A mí se me hacía al principio, cuando andábamos con mi general, que un animal nos venía siguiendo, como que bien que sabía que cuando algunos se iban, era el momento de clavarles el diente, decía Pancho. Y yo le contestaba que sí, que no había otra explicación.
Porque la otra idea pues ni pensarla. Pero después, cuando empezamos a atar cabos ya no queríamos dormir ni de día ni de noche y no soltábamos las cruces que nos hicimos con pedazos de madera. Y empezamos a convertirnos en una especie de almas en pena. Como siempre hemos sido, me decía el Pancho. Y yo asentía nada más, así, sin hablar, porque la verdad pues nada más habíamos venido a este pinche mundo a sufrir y a parir y a seguir sufriendo. Así habían sido nuestros padres y nuestros abuelos, y nuestras esposas y nuestros hijos allí siempre, esperando que llegáramos con harta comida y juguetes y ropa, y siempre esperando porque siempre llegábamos con las manos vacías. Por eso a Dios le habíamos dejado de rezar, y a la Virgen y a los santos. Y un día el cura agarró sus maletas y se perdió en la tristeza, montado en su bicicleta con todo y el copón y las ostias. Ya no creíamos en nada que no fuera lo que nuestras manos tocaban y nuestros ojos veían. Ya nada de gente que nos viniera a convencer de hacernos para acá o para allá. Por eso me había sorprendido tanto que hubiéramos aceptado tan rápido el irnos con ese batallón de mi general Torres.

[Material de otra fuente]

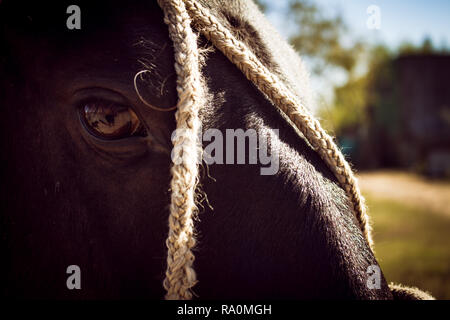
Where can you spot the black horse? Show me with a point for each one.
(74, 193)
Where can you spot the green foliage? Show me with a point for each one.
(320, 37)
(412, 245)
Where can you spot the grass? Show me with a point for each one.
(412, 244)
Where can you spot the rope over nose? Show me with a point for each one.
(180, 275)
(142, 99)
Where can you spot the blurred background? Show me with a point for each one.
(381, 74)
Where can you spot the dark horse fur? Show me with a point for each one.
(71, 199)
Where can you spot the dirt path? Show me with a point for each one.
(407, 188)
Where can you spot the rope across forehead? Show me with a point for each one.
(179, 15)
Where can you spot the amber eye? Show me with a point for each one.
(111, 121)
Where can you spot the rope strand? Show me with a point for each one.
(180, 275)
(238, 53)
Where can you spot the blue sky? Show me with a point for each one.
(401, 20)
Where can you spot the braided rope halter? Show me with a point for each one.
(179, 15)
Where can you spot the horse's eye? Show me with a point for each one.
(111, 121)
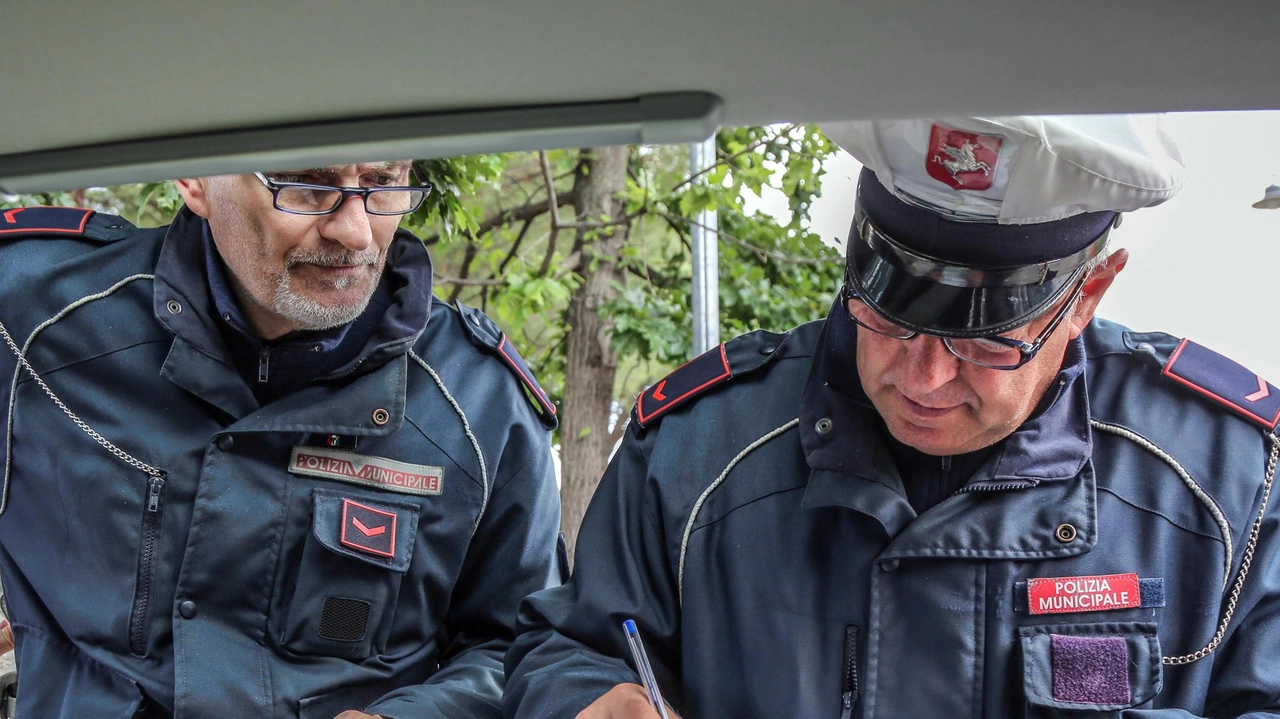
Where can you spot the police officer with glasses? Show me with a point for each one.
(254, 468)
(960, 494)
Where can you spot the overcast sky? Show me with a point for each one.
(1203, 265)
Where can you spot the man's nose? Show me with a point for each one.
(929, 363)
(348, 225)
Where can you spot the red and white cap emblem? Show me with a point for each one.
(963, 160)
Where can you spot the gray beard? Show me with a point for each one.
(309, 314)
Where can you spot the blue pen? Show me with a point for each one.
(643, 667)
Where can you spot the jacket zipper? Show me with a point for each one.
(138, 618)
(849, 677)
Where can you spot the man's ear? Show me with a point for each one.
(1100, 280)
(195, 193)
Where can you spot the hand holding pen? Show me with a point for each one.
(643, 667)
(631, 701)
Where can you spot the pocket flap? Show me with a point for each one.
(1091, 667)
(379, 531)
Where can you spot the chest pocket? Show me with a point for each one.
(1097, 669)
(350, 575)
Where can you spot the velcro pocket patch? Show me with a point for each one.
(1102, 667)
(378, 531)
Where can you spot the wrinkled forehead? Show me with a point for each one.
(389, 168)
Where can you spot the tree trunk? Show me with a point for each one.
(590, 365)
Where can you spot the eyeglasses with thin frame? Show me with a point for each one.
(302, 198)
(993, 352)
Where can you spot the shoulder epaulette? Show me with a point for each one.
(36, 221)
(1225, 381)
(711, 369)
(487, 335)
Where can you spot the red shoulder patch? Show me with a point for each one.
(44, 220)
(1225, 381)
(690, 379)
(517, 365)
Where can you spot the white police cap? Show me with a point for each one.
(1019, 169)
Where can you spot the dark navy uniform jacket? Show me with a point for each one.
(757, 530)
(360, 543)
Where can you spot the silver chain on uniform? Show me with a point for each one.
(1244, 567)
(106, 444)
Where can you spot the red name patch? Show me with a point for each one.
(366, 470)
(1057, 595)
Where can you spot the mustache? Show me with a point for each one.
(343, 259)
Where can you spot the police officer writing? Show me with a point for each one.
(958, 495)
(252, 468)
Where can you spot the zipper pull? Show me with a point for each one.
(154, 488)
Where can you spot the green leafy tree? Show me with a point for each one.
(584, 257)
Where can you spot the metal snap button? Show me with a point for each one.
(1064, 534)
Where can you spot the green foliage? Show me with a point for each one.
(145, 205)
(496, 246)
(775, 273)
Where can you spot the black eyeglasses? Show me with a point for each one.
(993, 352)
(302, 198)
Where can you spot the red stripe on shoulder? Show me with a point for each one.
(1225, 383)
(690, 379)
(44, 220)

Pero, después de todo, pues qué podíamos perder que ya no hubiéramos perdido. Y como solo Dios sabe por qué hace las cosas, no nos dimos cuenta o no nos acordamos que en el desierto, y en general en la vida, es bien fácil dar vueltas y vueltas en el mismo lugar. Y pues sí, una noche en que la luna alumbraba más que el sol, nos los volvimos a encontrar. Eran una bola de gente: mi general Torres, el teniente, los dos cabos y otros, muchos otros amigos sonriendo, que no sabía yo cómo habían vuelto a caminar. Y se nos quedaron mirando largo rato. Y nosotros también, largo rato, algo muy raro, como con ganas de irlos a abrazar, a decirles que cuánto tiempo sin verlos, que ya los extrañábamos.

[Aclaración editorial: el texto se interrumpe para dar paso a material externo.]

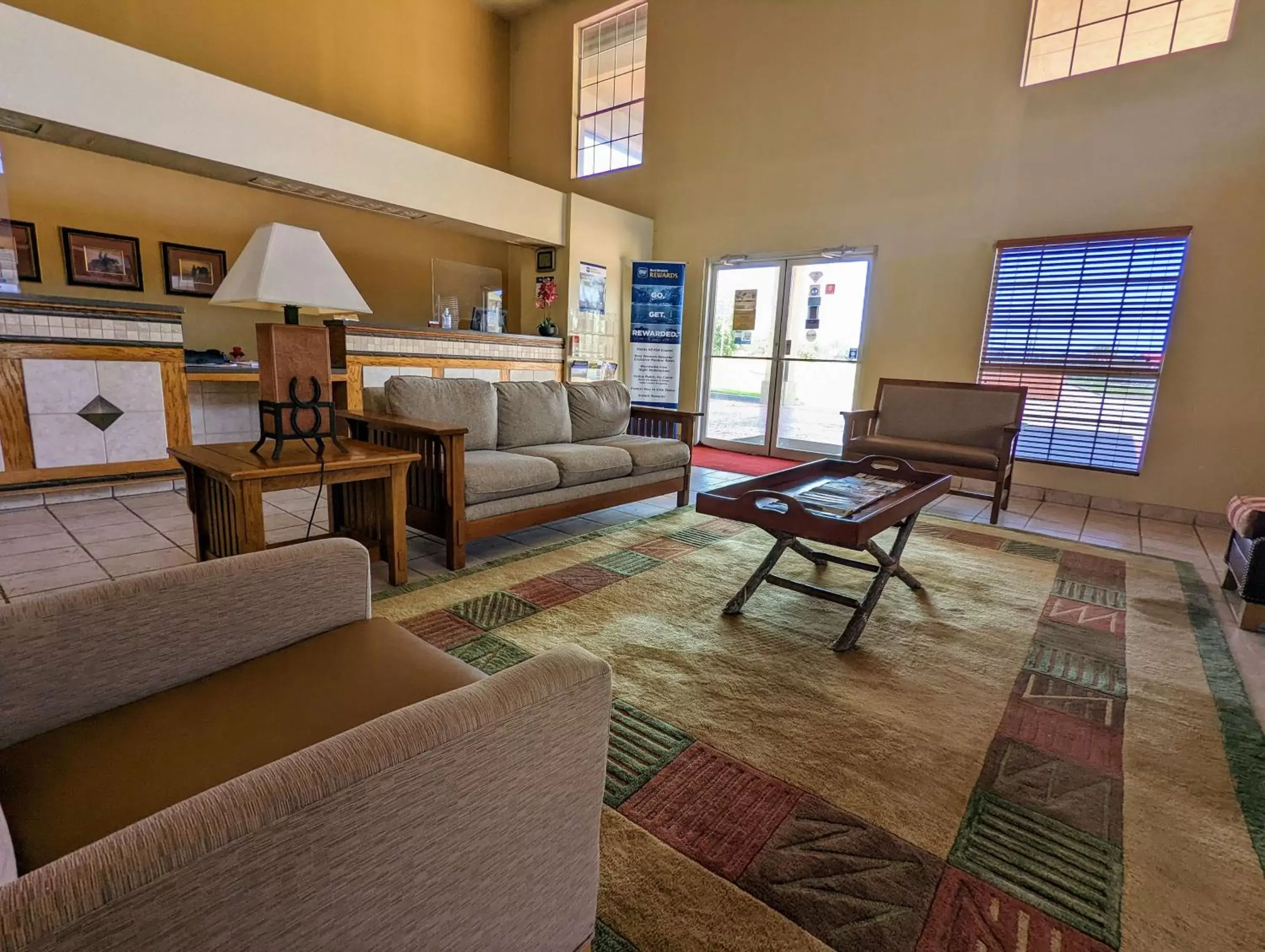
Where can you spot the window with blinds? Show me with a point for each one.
(610, 95)
(1083, 324)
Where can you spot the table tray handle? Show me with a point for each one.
(886, 466)
(783, 505)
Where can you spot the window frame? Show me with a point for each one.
(1030, 38)
(576, 67)
(1183, 232)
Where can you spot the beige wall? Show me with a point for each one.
(389, 260)
(777, 127)
(433, 71)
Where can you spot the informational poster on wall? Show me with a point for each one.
(592, 289)
(744, 317)
(658, 307)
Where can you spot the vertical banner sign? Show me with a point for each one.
(658, 307)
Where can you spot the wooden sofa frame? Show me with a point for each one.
(861, 423)
(437, 483)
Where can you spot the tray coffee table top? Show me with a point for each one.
(771, 503)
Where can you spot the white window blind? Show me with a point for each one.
(1083, 323)
(610, 97)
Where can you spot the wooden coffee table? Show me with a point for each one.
(366, 495)
(771, 503)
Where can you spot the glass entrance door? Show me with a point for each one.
(783, 355)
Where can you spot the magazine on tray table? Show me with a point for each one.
(840, 498)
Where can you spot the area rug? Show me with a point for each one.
(744, 463)
(1048, 750)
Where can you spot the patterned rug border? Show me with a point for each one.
(396, 591)
(1241, 732)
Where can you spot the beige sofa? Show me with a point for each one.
(236, 755)
(496, 458)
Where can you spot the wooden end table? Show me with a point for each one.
(367, 497)
(771, 503)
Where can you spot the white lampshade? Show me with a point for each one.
(283, 265)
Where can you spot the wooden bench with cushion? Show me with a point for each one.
(498, 458)
(961, 429)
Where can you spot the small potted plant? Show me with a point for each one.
(547, 293)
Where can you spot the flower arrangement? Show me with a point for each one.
(547, 293)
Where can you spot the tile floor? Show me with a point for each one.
(62, 545)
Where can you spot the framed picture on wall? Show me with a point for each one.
(100, 260)
(18, 247)
(193, 271)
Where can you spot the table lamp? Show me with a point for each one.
(291, 270)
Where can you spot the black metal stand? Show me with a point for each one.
(888, 565)
(324, 420)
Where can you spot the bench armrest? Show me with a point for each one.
(857, 423)
(667, 424)
(403, 424)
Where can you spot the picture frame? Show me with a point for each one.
(23, 246)
(191, 271)
(102, 260)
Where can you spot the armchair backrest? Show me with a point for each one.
(962, 414)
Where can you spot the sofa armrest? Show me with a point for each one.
(381, 837)
(666, 424)
(73, 654)
(388, 423)
(857, 423)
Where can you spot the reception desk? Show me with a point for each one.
(374, 355)
(94, 393)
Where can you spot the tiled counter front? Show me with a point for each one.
(92, 393)
(375, 355)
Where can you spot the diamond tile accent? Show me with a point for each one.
(639, 748)
(490, 654)
(494, 610)
(713, 808)
(1076, 878)
(100, 413)
(628, 563)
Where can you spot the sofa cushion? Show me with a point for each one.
(532, 414)
(925, 451)
(491, 475)
(455, 403)
(599, 409)
(581, 463)
(649, 453)
(74, 785)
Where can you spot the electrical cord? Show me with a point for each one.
(320, 486)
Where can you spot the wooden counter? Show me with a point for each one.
(375, 355)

Y ahí estaban también mis tres hijos, y mi Soledad, mi mamá grande y mi tío Anselmo. Y nos fuimos acercando, poco a poco, hasta que quedamos oliéndonos las axilas, y cerré los ojos, y cuando los abrí pues aquí estaba, viendo el sol de frente cuando es de día y a la luna de frente cuando es de noche y cuando hay luna, sin poder cerrar los ojos, pero también sin ganas de cerrarlos, sin hambre, sin sed, sin ganas mas que de estar aquí tirado, mirando y mirando a los zopilotes como un gran círculo de plumas, sin esperar ya nada, pero recordando tanta cosa.
MARIO HEREDIA
*Del libro no publicado “De amores y de Monstruos”. Premio Nacional de Cuento Agustín Yánez 2006.